Anna walked one way and Stanton the other till they’d circumnavigated the pile and satisfied themselves that the settled weave of pine and juniper branches was dense enough to hide the patrol car. Then Anna turned her attention to the clearing. Red soil, garish in the flashlight beam, was torn up by the tracks of heavy equipment. Most were run over so many times the tread was indecipherable.
“There’s enough for some good casts,” Stanton said. He was down on hands and knees examining the dried mud.
“I’ll take
your word for it.”
“Flunked plaster casts?”
“I don’t remember being taught that. I thought it was a Sherlock Holmes kind of thing.”
“Au contraire. We still do it. It’s getting to be a lost art, though. Crime has come out of the closet. They do it right out in the open, then we just arrest ’em. Don’t have to finesse much these days. Or else they do it all with computers and mirrors and we never know what hit us until we read about it in the Tribune.”
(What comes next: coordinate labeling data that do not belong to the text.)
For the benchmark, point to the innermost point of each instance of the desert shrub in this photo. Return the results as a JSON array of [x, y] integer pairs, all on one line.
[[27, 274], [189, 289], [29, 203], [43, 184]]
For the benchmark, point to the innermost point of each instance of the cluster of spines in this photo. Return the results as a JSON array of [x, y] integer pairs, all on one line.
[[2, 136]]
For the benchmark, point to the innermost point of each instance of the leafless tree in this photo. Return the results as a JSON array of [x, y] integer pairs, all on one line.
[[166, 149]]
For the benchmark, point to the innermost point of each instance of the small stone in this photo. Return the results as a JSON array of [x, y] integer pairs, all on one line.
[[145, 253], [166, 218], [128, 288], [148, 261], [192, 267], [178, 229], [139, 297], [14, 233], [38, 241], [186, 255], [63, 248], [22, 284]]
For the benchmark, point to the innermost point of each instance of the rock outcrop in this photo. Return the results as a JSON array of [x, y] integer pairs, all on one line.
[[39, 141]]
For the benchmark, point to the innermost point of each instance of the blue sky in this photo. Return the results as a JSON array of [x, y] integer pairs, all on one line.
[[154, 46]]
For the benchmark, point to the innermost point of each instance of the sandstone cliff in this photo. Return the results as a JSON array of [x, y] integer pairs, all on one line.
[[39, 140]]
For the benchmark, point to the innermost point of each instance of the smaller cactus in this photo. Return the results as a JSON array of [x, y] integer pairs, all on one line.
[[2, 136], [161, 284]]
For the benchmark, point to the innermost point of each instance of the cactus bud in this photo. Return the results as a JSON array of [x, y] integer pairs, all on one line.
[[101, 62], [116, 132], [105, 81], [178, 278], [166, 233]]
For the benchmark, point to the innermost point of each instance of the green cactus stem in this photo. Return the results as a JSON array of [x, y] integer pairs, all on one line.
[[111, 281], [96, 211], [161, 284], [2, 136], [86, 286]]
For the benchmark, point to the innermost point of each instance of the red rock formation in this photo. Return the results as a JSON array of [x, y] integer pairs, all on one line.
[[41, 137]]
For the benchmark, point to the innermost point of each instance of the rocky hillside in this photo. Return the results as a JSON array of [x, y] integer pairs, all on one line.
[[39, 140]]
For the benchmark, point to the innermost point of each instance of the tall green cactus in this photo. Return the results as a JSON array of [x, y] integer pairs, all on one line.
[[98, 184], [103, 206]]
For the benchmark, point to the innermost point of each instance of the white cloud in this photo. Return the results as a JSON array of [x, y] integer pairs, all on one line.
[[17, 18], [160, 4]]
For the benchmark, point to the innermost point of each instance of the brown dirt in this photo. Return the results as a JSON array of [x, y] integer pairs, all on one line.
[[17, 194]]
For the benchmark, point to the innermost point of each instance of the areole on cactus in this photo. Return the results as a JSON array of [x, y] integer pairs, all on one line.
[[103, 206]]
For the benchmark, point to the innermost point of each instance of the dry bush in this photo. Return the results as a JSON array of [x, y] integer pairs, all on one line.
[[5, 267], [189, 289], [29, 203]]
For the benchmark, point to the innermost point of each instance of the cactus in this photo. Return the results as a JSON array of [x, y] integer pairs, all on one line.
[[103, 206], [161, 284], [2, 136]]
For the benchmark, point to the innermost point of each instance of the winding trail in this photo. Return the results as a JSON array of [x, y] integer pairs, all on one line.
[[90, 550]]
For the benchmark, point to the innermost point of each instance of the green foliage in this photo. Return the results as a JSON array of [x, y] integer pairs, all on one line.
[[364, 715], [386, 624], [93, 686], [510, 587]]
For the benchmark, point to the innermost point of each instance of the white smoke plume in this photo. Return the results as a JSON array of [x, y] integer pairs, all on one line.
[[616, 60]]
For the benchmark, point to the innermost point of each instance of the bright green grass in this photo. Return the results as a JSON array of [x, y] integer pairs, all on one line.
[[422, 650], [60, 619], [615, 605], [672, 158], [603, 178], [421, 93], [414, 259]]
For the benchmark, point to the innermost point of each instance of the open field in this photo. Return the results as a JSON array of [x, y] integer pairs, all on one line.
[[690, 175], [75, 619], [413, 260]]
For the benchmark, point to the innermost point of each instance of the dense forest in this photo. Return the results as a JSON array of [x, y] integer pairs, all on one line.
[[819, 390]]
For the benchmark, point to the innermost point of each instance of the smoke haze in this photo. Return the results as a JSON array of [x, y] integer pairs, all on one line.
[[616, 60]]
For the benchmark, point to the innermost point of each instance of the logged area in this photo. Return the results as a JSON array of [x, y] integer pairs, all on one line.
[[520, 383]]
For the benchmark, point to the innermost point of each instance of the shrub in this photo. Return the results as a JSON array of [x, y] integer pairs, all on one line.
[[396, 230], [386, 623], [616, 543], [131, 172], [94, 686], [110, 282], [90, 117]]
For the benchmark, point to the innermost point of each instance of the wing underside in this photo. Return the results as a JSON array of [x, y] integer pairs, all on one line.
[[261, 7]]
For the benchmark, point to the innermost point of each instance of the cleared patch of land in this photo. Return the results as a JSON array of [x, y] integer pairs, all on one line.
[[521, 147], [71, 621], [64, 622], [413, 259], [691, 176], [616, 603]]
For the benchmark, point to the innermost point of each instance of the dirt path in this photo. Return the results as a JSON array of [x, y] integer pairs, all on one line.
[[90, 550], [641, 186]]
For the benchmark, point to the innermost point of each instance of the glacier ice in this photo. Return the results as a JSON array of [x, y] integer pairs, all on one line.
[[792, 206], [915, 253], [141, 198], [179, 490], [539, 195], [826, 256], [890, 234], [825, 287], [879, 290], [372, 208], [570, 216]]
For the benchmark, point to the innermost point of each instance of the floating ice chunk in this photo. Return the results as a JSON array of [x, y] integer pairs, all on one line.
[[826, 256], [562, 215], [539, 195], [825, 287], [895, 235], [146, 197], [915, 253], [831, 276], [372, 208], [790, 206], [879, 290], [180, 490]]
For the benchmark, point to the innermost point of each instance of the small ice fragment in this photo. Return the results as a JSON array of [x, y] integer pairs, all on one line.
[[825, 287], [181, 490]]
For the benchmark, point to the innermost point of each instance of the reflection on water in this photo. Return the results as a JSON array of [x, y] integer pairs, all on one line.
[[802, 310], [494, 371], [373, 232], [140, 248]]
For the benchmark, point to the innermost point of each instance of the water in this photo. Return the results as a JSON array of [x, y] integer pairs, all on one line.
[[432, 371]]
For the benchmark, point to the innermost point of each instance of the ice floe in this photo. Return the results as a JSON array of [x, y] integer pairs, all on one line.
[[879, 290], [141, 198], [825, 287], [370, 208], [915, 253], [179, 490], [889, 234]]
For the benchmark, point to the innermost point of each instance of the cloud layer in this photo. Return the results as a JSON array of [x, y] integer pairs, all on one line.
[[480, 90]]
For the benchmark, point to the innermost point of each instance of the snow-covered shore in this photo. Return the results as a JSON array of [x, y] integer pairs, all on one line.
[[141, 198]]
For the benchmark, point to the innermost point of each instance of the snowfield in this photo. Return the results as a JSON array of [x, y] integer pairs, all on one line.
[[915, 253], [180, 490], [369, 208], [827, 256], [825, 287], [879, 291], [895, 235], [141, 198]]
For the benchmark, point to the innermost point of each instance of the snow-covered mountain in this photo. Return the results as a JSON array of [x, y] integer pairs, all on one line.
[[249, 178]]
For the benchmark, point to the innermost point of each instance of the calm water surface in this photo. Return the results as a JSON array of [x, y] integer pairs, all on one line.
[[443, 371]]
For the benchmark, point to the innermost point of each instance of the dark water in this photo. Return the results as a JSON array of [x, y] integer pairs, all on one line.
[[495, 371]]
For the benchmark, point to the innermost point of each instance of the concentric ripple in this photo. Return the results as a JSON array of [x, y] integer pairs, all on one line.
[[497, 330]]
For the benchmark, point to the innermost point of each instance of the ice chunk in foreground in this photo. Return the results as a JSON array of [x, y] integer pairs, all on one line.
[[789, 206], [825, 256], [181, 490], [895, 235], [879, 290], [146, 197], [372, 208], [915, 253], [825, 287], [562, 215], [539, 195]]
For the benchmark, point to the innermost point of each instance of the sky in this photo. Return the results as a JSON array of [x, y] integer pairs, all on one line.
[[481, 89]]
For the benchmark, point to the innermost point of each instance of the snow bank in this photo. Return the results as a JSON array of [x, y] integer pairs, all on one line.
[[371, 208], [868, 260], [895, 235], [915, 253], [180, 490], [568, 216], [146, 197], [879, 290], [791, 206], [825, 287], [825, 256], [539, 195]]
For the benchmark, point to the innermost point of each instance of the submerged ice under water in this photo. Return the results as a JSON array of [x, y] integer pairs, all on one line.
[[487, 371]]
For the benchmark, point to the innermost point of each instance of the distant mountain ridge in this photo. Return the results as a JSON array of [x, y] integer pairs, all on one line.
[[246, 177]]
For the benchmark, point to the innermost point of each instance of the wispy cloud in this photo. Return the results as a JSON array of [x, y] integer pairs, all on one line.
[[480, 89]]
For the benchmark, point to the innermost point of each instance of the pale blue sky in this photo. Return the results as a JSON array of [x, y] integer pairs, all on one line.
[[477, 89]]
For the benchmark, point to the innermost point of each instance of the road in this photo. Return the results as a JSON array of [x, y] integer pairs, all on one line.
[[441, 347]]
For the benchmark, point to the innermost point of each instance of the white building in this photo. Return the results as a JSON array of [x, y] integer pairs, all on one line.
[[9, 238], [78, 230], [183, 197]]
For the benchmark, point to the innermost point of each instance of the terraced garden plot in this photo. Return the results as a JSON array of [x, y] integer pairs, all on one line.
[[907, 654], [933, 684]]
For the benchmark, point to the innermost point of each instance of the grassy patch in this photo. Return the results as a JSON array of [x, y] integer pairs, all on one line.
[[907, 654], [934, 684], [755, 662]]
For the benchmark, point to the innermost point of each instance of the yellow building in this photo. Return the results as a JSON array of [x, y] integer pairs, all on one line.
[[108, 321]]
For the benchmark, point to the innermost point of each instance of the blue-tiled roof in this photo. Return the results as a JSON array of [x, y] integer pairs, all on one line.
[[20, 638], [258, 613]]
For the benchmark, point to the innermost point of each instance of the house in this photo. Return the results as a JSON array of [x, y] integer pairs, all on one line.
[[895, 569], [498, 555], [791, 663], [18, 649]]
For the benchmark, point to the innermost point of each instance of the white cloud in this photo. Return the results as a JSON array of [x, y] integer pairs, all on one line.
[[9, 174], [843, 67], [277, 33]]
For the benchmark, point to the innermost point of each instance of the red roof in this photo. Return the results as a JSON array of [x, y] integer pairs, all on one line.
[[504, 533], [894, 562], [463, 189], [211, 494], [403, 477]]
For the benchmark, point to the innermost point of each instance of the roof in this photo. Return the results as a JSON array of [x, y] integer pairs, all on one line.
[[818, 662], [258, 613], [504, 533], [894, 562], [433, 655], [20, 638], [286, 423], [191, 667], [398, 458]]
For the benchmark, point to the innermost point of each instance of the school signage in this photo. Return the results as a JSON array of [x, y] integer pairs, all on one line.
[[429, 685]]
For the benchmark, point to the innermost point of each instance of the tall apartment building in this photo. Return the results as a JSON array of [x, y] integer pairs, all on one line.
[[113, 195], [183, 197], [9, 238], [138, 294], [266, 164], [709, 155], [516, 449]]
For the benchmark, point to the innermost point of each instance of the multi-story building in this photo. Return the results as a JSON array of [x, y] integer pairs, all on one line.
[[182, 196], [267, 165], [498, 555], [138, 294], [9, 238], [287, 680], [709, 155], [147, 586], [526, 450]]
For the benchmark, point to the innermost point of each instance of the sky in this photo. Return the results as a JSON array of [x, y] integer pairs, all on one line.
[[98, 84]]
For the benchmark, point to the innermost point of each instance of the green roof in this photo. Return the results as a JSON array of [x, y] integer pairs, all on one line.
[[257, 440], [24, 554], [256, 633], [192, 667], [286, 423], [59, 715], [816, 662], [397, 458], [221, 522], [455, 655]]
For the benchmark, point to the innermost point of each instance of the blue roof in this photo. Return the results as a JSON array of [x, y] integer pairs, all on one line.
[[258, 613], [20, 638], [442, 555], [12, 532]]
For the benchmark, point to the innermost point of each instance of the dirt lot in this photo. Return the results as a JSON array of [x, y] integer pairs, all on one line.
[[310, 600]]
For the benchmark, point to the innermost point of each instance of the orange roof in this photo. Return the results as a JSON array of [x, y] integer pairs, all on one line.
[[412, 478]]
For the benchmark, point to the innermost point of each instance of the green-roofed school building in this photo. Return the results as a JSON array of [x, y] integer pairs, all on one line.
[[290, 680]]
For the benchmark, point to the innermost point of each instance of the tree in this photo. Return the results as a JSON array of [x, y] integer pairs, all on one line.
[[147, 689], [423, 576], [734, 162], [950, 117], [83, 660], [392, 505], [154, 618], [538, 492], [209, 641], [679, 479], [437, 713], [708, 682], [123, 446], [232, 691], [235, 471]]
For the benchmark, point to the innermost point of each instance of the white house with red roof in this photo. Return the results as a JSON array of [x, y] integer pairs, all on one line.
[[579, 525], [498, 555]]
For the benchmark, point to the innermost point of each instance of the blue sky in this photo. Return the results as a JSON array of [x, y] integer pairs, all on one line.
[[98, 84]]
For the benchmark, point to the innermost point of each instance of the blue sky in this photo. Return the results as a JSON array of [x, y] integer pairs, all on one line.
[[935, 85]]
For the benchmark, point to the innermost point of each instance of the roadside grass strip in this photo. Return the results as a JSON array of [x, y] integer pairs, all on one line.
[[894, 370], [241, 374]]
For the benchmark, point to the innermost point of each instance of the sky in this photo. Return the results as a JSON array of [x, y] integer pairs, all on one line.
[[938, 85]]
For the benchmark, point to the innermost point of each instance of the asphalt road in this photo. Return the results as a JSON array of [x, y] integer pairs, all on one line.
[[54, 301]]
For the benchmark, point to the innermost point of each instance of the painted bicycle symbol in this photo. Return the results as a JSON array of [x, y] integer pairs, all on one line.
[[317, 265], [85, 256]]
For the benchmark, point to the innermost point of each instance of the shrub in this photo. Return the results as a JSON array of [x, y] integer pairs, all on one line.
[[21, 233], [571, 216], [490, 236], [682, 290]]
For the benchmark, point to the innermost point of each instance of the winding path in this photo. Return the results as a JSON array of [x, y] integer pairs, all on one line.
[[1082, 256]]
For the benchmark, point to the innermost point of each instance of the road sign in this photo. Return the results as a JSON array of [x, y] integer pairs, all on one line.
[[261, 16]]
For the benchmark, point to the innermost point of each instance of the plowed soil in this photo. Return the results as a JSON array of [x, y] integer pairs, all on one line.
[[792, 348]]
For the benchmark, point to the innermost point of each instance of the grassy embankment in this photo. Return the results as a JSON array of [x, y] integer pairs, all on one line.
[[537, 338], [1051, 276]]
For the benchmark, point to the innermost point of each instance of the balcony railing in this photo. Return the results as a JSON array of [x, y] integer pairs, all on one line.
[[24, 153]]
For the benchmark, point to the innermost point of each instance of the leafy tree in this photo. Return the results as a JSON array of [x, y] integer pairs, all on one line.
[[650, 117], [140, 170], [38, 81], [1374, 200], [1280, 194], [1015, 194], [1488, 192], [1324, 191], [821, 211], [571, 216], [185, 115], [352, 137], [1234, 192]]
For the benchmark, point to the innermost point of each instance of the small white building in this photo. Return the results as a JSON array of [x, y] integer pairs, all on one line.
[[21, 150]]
Anna traced the mishmash of tracks toward the mesa’s edge. They formed a broken fan narrowing to a drop-off point where an opening about forty feet wide made the canyon accessible. To either side trees and sandstone slabs closed in.
Careful not to walk on any salvageable tracks, she made her way to the cliff. Blackness swallowed the feeble beam of her six-cell. Instead of vertigo, it gave her a false sense of security, as if the drop wasn’t there at all, as if it were solid and soft: black velvet.
“Don’t stand so near the edge.” Stanton’s voice at her elbow made her flinch.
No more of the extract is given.